Возникла неловкая пауза, в ходе которой Кордове стало не по себе. Она взяла свой кофе, помахала Вячеславу ручкой и удалилась. Спускаясь по лестнице в погреба, Эва думала о том, почему на завод приходят мужчины, способные вызвать столько нелегких чувств. Она не была избирательной и своего мужа полюбила не за то, что нужно всем женщинам, а просто потому, что понравилась ему первой. И пусть у него было много минусов, но он хотя бы чистил зубы два раза в день, стриг ногти и носил чистую одежду. О Вячеславе она не могла сказать ничего хорошего. Все в нем было не так. И таких, как он, на заводе было предостаточно. Сюда словно свозили динозавров общества, пристраивали на низких должностях и терпели, пока они терпели завод.

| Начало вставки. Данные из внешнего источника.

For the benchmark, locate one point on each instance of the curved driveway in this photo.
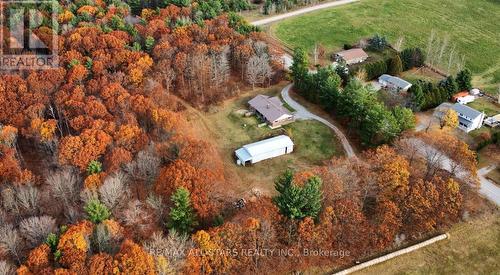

Эва Кордова достигла тоннеля №5 и первым делом проверила, закрыта ли злополучная дверь. Она бегом направилась к середине тоннеля. Пюпитры здесь были выдвинуты на середину дорожки. Задвигать их на место никто не спешил, и Эва решила, что теперь экскурсии будут пускать либо по тоннелю №4, либо по новым метростроевским, потому что другие, старые тоннели регулярно подтапливало водой.
– Что ж, мне легче! – высказалась она.
Эхо подхватило ее голос и понесло по путепроводу.
Она вернулась к началу тоннеля и принялась за свое дело. Теперь она переворачивала каждую бутылку. Получалось медленно и нудно. Эва затянула песню, ей стало веселее, а бутылки потеряли счет. Она прошла несколько пюпитров, пролетел час, и Эва поняла, что работа затягивается. С такой скоростью ей предстояло остаться без кофе-брейка. Она с трудом решилась сделать то, что обычно давалось ей легко, и пропустила несколько рядов бутылок.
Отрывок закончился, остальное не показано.